Она приложила палец к витрине напротив шоколадного мороженого:

— Это, с абрикосовым джемом.

Я кивнул и подошел к прилавку.

— Нам два шоколадных с абрикосом.

— А пить? — спросила продавщица. — Сок? Чай? Кофе?

— Сок, — вмешалась сестра, — виноградный.

— А мне кофе.

— Рубль двадцать семь, — быстро посчитала женщина и добавила, — там столик освобождается. Отправил бы девочку, пусть место займет. А я пока все приготовлю.

Я обернулся. И очередной раз поразился. Вставала Вика. Вставала как королева. Как суперстар. Откуда у обычной девчонки такая потрясающая способность любое ерундовое действо превратить настоящее шоу? Оставалось только восхищаться ее талантом. На расстоянии. Как можно дальше.

Ира сама побежала занимать стол. Я вынул рубль, выгреб из кармана бренные останки мелочи, принялся отсчитывать нужную сумму. Отвлекся от зала, а Вику попросту выкинул из головы. Она сейчас занята, и слава Богу.

Только она про меня не забыла. Не смогла просто так пройти мимо. Вика встала рядом со мной незаметно, неслышно, постучала пальцем по плечу. Я оглянулся.

— Фу, Олег, — процедила она, презрительно морща нос, и кивнула на Ирку, — я думала, ты парень. А ты всего лишь нянька для этой сопли!

Фантастика! Все снова повторялась. Слово в слово. Как такое может быть? Нет, это срочно надо исправить. Я ссыпал всю мелочь на прилавок, обернулся к Вике и с чувством, с оттягом, принялся аплодировать.

Она растерялась.

— Браво, — сказал я, — бис! Вы чудесно сыграли свою роль, леди Ровена. Жаль, что роли, где надо изображать любовь, вам не удаются вовсе. Трудно играть влюбленность, если любишь только себя? Не так ли, Вика!

И тут Вика впервые вышла из себя. Покрылась красными пятнами, подурнела, яростно раздула ноздри, выкрикнула:

— Не так…

Она не договорила, от щедрот души залепила мне пощечину и зарыдала. Картинно, горько, с придыханием. Новый кавалер тут же обнял ее за плечи, что-то зашептал на ухо, потом обернулся ко мне и отчеканил:

— Сволочь ты, Олег.

Я лишь пожал плечами, отвернулся от них и опять принялся пересчитывать монетки, двигая их пальцем по белой поверхности прилавка. Продавщица смотрела на меня с сочувствием. От ее молчаливого одобрения мне стало легче.
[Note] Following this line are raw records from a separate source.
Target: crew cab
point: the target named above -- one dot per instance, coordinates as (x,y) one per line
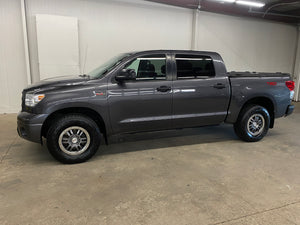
(149,91)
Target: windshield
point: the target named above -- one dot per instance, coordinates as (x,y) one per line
(104,68)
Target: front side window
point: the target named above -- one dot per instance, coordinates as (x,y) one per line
(151,67)
(194,66)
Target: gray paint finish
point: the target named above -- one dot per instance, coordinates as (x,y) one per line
(138,106)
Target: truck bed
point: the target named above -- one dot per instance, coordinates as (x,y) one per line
(234,74)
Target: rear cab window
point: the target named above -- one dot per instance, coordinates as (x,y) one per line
(151,67)
(194,66)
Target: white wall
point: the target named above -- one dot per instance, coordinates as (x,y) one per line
(12,62)
(108,27)
(248,44)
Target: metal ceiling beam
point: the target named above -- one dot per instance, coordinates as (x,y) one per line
(238,10)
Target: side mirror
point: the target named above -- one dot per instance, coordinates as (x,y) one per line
(126,74)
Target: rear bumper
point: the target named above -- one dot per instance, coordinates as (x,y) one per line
(30,126)
(289,110)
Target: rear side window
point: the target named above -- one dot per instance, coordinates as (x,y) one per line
(194,66)
(152,67)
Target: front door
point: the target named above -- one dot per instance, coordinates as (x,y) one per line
(145,103)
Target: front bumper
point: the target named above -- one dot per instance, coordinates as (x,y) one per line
(30,126)
(289,110)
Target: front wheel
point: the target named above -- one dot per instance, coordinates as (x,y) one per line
(73,139)
(253,123)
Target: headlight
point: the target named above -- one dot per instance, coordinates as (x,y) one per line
(32,99)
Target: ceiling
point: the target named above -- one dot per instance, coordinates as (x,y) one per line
(287,11)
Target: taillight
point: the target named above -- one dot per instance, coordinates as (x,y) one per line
(290,84)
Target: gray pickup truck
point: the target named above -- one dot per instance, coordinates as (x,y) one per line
(150,91)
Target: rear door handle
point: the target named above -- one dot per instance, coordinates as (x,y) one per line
(163,88)
(219,86)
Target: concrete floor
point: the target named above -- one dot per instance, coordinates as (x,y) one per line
(192,176)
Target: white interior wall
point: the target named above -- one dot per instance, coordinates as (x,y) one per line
(248,44)
(107,28)
(12,61)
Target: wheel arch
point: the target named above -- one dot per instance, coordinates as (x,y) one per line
(264,102)
(71,110)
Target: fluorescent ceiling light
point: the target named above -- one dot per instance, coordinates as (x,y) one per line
(230,1)
(250,3)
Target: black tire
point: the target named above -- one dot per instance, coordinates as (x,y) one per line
(58,131)
(244,127)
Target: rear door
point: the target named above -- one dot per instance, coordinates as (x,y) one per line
(144,104)
(200,96)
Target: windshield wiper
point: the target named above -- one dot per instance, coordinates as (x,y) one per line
(84,75)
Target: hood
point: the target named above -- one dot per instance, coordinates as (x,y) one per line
(60,81)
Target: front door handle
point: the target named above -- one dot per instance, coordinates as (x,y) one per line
(163,88)
(219,86)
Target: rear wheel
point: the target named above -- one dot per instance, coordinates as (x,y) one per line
(73,139)
(253,123)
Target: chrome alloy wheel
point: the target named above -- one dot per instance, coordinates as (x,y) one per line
(256,124)
(74,140)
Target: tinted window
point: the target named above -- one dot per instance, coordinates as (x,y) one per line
(195,66)
(149,67)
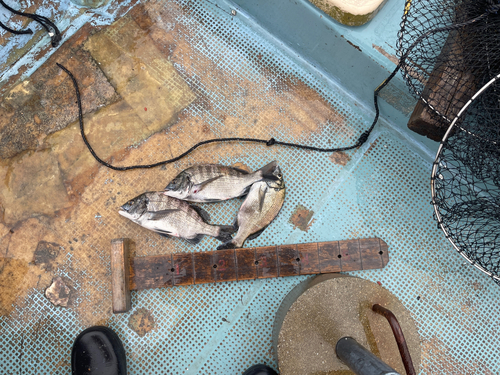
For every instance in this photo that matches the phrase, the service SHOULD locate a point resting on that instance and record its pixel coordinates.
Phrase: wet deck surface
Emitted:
(163, 77)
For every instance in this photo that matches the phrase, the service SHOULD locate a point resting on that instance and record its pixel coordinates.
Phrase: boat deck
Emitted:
(159, 76)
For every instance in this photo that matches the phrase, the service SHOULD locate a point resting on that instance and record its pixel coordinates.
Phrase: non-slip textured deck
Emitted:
(177, 72)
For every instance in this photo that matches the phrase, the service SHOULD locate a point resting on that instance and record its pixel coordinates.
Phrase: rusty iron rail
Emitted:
(398, 335)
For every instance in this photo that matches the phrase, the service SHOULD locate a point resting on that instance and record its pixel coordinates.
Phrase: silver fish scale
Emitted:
(250, 222)
(186, 216)
(202, 173)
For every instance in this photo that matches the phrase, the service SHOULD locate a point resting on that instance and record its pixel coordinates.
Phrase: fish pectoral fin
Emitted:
(158, 215)
(256, 234)
(204, 214)
(236, 225)
(196, 240)
(204, 184)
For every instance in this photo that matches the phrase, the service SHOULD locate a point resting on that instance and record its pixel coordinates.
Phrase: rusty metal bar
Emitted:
(398, 335)
(360, 360)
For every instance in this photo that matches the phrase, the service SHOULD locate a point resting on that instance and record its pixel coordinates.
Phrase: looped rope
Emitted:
(493, 8)
(361, 140)
(55, 35)
(271, 142)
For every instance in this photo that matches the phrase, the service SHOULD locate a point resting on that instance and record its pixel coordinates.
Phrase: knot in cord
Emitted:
(271, 142)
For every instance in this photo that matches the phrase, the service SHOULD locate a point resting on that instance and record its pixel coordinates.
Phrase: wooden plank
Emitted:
(288, 260)
(240, 264)
(350, 255)
(203, 268)
(245, 259)
(266, 262)
(329, 257)
(225, 265)
(384, 252)
(309, 258)
(150, 272)
(182, 269)
(120, 275)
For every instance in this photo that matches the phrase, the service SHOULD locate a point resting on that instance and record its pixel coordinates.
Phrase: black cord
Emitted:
(361, 140)
(55, 37)
(5, 27)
Ирка выглядела притихшей. И не только она. Все кафе, после выходки Вики затихло, утратило праздничность. На меня бросали взгляды. Кто-то украдкой, кто-то открыто с откровенным любопытством. Мне было все равно. Я смог преодолеть и этот рубеж. И Ирка вот она, рядом. Не обиделась, не сбежала. И все идет по плану. По моему плану!

* * *

Я поставил на стол поднос и сказал:

— Лопай, сластена.

Она счастливо улыбнулась, взяла ложечку. Жизнь показалась прекрасной. Вика исчезла в прошлом. Стала нереальным сном. Эту победу мне удалось одержать.

В кафе мы немного задержались. Ирка слопала свое мороженое, выпила сок и спросила:

— Олег, а можно мне бутерброд?

Я вспомнил, что ела перед уходом одни макароны с сахаром и сейчас, конечно, уже проголодалась. Ответил:

— Можно. С колбасой или сыром?

— С колбаской, — выпалила она и добавила свое вечное, — ура!

На остатки мелочи я купил два бутерброда, чай для Ирки и кофе себе. Глянул на часы, висевшие над входом — половина восьмого. За столиком сказал:

— Ир, давай быстрей, нам выходить пора. Еще билеты покупать надо.

Он кивнула, взяла себе один бутерброд, второй пододвинула мне. Я вспомнил, что сестренка всегда была такой, все делила строго пополам. Никогда не пыталась взять себе больше и другим себя обделить не позволяла.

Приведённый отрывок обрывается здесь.